Supreme Court gets two new judges
Tags: National National News
CJI DY Chandrachud administered the oath of office to Justice Prashant Kumar Mishra and senior advocate Kalpathy Venkataraman Viswanathan as a judge of the Supreme Court on 19th May.
An overview of the news
With this, the total strength of judges in the Supreme Court has gone up to the sanctioned strength of 34.
However, the number of Supreme Court justices will remain at its highest level for only a short period as three judges are due to retire in June.
Justice KM Joseph, Justice Ajay Rastogi and Justice V Ramasubramanian are set to complete their tenure next month during the summer vacation.
Summer vacation of the apex court will run from May 22 to July 2.

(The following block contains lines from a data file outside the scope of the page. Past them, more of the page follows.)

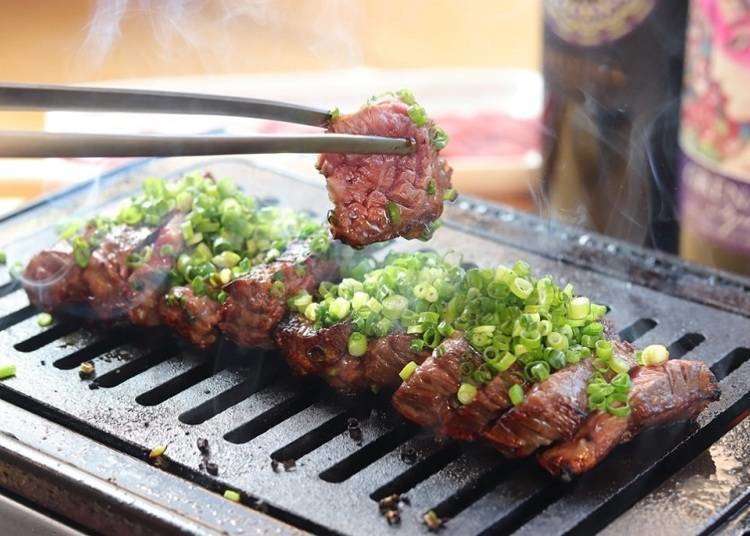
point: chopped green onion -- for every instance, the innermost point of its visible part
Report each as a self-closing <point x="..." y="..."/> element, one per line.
<point x="227" y="259"/>
<point x="521" y="287"/>
<point x="654" y="354"/>
<point x="438" y="138"/>
<point x="467" y="393"/>
<point x="515" y="394"/>
<point x="503" y="363"/>
<point x="618" y="365"/>
<point x="617" y="405"/>
<point x="604" y="350"/>
<point x="339" y="308"/>
<point x="408" y="370"/>
<point x="579" y="308"/>
<point x="44" y="320"/>
<point x="394" y="306"/>
<point x="417" y="115"/>
<point x="7" y="370"/>
<point x="357" y="344"/>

Justice Vishwanathan, the newly appointed Supreme Court judge, will become the Chief Justice of India after the retirement of Justice JB Pardiwala on August 11, 2030, and will hold office till May 25, 2031.
The warrant of appointment of Justice Mishra and Justice Vishwanathan as judges of the apex court was issued by the office of President Draupadi Murmu on May 18.
Appointment of Judges : Collegium System
The collegium system in India refers to the process of appointment and transfer of judges in the higher judiciary, which includes the Supreme Court and the High Courts.
Under this system, a collegium of the Chief Justice of India and four senior-most judges of the Supreme Court recommend appointments and transfers to the President of India, who has the power to make the appointments.
The system was established by a 1993 judgement of the Supreme Court and has been the subject of controversy and criticism.
Some have criticized it for lack of transparency and accountability, while others have defended it as necessary to ensure the independence of the judiciary.
National Judicial Appointments Commission
The National Judicial Appointments Commission (NJAC) was a proposed body in India that was intended to replace the existing collegium system for the appointment and transfer of judges to the higher judiciary.
The NJAC Act was passed by the Indian Parliament in 2014, but it was later struck down by the Supreme Court of India in 2015 on the grounds that it violated the basic structure of the Indian Constitution.
The court held that the NJAC Act sought to undermine the independence of the judiciary and the basic feature of separation of powers between the executive and the judiciary.
As a result, the collegium system was restored and continues to be used for the appointment of judges to the higher judiciary in India.